The incident underscores the “lack of resilience in the health care sector and its supply chain,” Callow added, noting that “fragility” that exists in other sectors as well.

The group’s statement Wednesday, which was removed from the group’s website shortly after it was posted, said that UnitedHealth Group’s claims that it had been attacked by a “nation-state associated” group and that the attack was limited to Change Healthcare were both “lies.”

ALPHV was able to “exfiltrate … “more than 6 [terabytes] of highly selective data,” the group claimed. “The data relates to all Change Health clients that have sensitive data being processed by the company.”

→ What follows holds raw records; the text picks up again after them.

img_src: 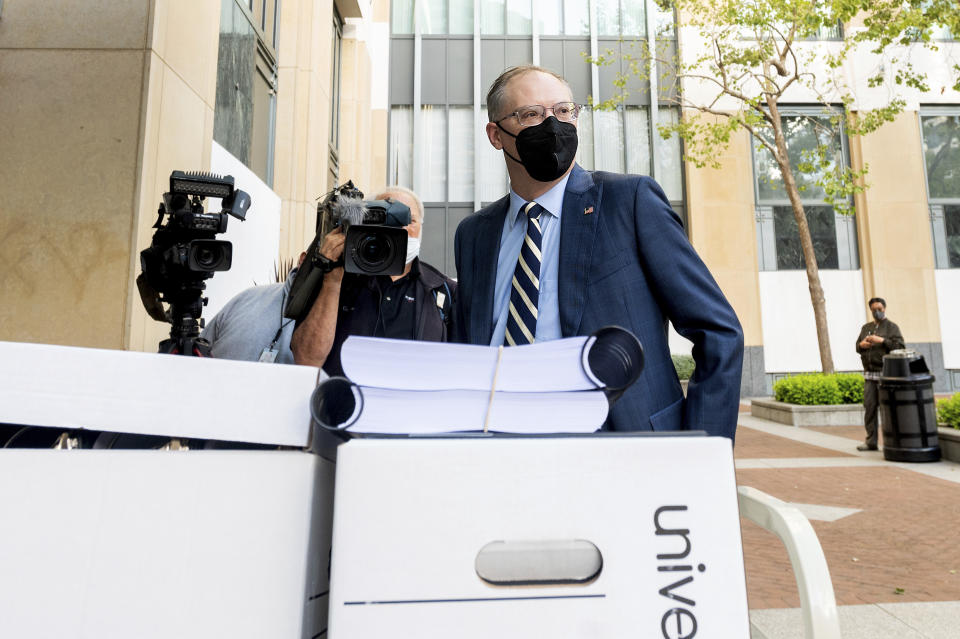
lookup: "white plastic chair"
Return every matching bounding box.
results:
[737,486,840,639]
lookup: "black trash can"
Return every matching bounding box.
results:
[877,350,940,462]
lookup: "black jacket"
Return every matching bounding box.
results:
[323,258,457,377]
[857,319,903,373]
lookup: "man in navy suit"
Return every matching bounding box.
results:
[456,66,743,439]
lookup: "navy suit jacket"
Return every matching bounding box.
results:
[455,165,743,439]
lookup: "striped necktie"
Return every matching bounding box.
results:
[503,202,543,346]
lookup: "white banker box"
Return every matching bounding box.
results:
[0,342,334,639]
[329,436,749,639]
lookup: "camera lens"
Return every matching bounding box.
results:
[357,233,393,271]
[187,240,233,273]
[197,247,223,271]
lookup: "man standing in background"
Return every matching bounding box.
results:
[857,297,903,450]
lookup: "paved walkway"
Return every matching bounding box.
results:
[734,412,960,639]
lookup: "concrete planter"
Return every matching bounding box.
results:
[750,399,868,432]
[937,426,960,463]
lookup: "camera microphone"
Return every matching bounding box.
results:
[330,197,367,233]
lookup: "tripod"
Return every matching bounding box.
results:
[158,282,210,357]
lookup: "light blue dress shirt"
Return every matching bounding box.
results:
[490,173,570,346]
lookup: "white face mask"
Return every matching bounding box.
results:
[406,237,420,264]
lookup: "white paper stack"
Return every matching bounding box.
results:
[314,336,609,434]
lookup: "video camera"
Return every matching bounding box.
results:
[137,171,250,357]
[284,181,410,321]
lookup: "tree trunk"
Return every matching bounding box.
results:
[767,98,834,373]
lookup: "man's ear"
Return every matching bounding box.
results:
[486,122,503,151]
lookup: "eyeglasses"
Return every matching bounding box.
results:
[496,102,583,126]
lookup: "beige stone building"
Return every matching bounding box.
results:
[0,0,960,396]
[0,0,388,351]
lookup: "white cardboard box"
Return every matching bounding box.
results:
[330,437,749,639]
[0,342,334,639]
[0,449,333,639]
[0,342,319,447]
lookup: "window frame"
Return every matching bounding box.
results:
[748,105,860,271]
[917,104,960,270]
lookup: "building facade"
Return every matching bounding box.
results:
[0,0,960,396]
[0,0,389,351]
[387,0,960,396]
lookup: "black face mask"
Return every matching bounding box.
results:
[497,115,577,182]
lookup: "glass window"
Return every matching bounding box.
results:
[753,111,859,269]
[533,0,563,35]
[576,109,594,171]
[920,108,960,268]
[388,106,413,189]
[594,0,620,36]
[450,0,473,34]
[449,107,474,202]
[563,0,590,35]
[653,3,674,38]
[623,106,650,175]
[622,0,647,37]
[655,108,683,202]
[507,0,530,35]
[420,0,447,35]
[419,104,447,202]
[593,111,623,173]
[480,0,505,35]
[920,113,960,199]
[477,136,509,202]
[213,0,277,185]
[943,204,960,268]
[755,114,843,202]
[773,206,839,270]
[390,0,414,34]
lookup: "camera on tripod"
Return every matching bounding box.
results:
[284,181,410,321]
[137,171,250,356]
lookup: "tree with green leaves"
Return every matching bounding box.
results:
[591,0,960,373]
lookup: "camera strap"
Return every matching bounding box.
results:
[259,290,293,364]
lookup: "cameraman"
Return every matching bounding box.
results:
[290,186,457,376]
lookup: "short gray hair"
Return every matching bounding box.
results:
[377,184,423,226]
[487,64,573,122]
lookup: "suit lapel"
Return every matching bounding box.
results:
[469,195,510,344]
[557,165,602,337]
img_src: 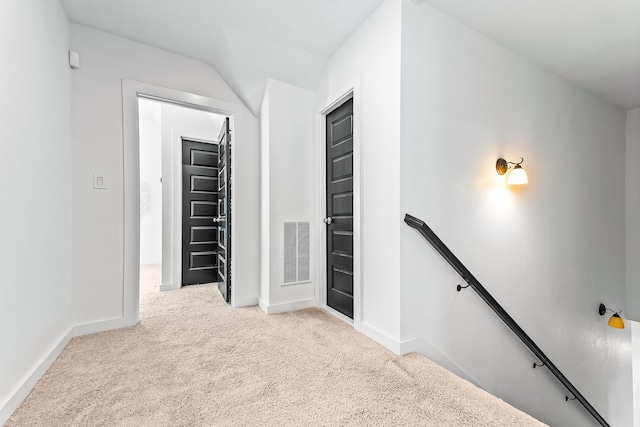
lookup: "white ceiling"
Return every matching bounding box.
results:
[60,0,383,113]
[60,0,640,113]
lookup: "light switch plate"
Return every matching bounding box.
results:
[93,175,107,190]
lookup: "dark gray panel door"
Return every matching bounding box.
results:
[325,99,353,318]
[215,117,231,302]
[182,139,218,285]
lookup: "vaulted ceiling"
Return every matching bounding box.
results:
[60,0,640,113]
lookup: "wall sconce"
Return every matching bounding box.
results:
[496,157,529,185]
[598,304,624,329]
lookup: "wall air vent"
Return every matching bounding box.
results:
[282,221,311,285]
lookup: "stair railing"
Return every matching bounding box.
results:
[404,214,609,427]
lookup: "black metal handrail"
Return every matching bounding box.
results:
[404,214,609,427]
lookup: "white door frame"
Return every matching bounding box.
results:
[316,83,364,330]
[122,79,244,324]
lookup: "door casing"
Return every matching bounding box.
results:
[316,85,364,330]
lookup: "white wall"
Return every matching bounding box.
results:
[623,108,640,320]
[400,0,631,426]
[316,0,401,343]
[0,0,72,424]
[260,79,316,313]
[71,24,259,324]
[138,99,163,265]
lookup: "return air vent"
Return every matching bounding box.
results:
[282,221,311,285]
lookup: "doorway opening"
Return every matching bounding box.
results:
[137,96,229,304]
[316,88,363,330]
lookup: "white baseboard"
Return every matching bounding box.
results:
[360,322,402,355]
[0,329,73,426]
[258,298,316,314]
[0,318,138,426]
[71,317,139,337]
[400,336,482,388]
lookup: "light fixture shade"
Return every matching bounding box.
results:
[609,313,624,329]
[507,165,529,185]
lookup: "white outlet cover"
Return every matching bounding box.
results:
[93,175,107,190]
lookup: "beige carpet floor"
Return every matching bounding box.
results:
[6,271,543,427]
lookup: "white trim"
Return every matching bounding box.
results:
[360,322,402,355]
[258,298,316,314]
[0,328,73,426]
[71,317,139,337]
[315,74,364,330]
[122,79,245,314]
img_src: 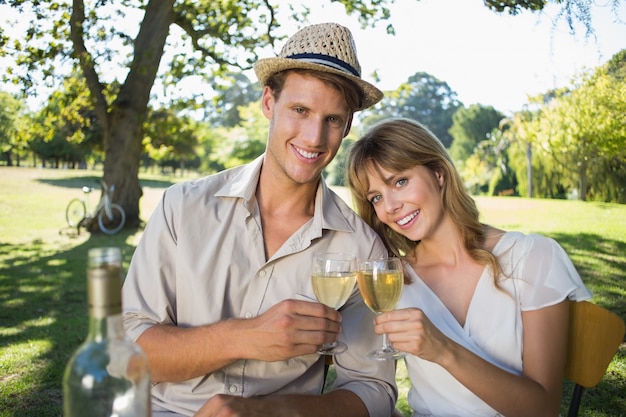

The data include active U.S. military personally identifiable information, dental records, payment information, claims information, phone numbers, addresses, social security numbers, source code for Change Healthcare products and insurance records, the group claimed.

Change Healthcare “chose to play a very risky game,” the note read, along with a threat to UnitedHealth: “[You] are walking on a very thin line be careful you just might fall over.”